When my brother died, Mom had no choice but to transfer the responsibility of making choices from him to me. She was incapable of making choices; she wanted someone else to choose so she wouldn’t have to blame herself. (We talked about this near the end of her life, and she pinpointed this trait.) Some choices I made were good, but something was always wrong. She was seriously ill; so I rented an apartment near the college I was attending and used the bit of inheritance from my brother to pay the rent. I got a job. Mom was getting well. Then she found a job which she held for 35 years. But, my choice of a place to live was wrong; so she moved us into the projects to save money. I gave up my job and began drinking.

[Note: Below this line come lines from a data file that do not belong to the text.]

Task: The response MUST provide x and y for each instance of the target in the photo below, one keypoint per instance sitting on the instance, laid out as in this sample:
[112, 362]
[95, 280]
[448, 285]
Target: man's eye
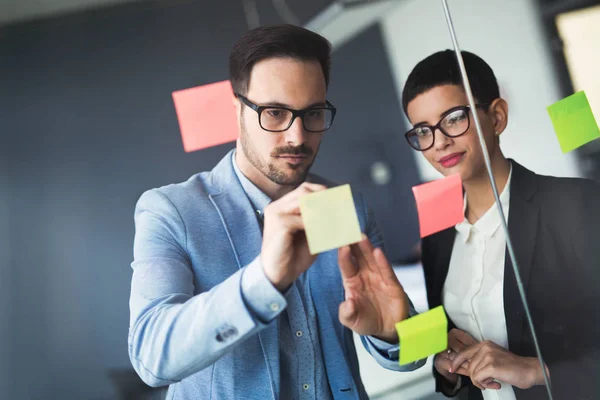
[275, 113]
[422, 132]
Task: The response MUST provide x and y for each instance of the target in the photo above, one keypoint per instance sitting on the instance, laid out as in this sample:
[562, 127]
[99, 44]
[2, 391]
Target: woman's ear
[498, 111]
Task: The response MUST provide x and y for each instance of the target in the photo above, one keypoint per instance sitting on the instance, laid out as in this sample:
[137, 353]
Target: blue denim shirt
[303, 373]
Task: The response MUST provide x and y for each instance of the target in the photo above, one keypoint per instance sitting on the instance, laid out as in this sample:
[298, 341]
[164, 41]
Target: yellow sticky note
[573, 121]
[330, 219]
[422, 335]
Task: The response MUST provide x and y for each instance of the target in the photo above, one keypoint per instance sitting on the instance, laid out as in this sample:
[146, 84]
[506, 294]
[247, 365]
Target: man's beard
[270, 170]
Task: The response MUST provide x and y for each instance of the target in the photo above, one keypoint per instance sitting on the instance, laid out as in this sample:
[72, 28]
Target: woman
[554, 226]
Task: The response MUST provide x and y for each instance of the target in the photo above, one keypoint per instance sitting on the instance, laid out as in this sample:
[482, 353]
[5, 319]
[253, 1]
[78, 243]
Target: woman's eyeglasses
[455, 122]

The hole kept growing, and I had no way of filling it. As I grew into my 20s, I tried to fill the hole with sex. Thank God I could not have children or the tragedy would have grown. My behavior only made the hole grow bigger because people (Mom, aunt, grandmother, friends, etc.) would tell me what a wonderful person I was and then attack my lifestyle and career choices.
Until I was 50 years old, that hole kept growing. A friend named Bill and a good therapist stopped the growth of the hole. Because it was not consuming me any longer, I thought it had gone; I ignored it.
Now, I know that I still have this hole, this gap between what is said and what happens in the past, present and future. I project ways in which this hole is never filled. And, this scares me. I love my partner, and I want my words and my actions to be consistent with that love. But, I need to make the gaping hole inside me smaller in order to maintain that consistency. To do that, I need to more understanding, maybe have some ritual cleansing, maybe writing more essays, certainly awareness of times when the hole gobbles up not only food and shopping but also my love.
I need my therapist to help me do this. I need my partner as an ally. I need God to be with me. And, as I pray for my friends, I need their prayers, their love, and their guidance. Together we can make the hole in me, and the hole in others, smaller and smaller. I think that real love and real peace are connected here.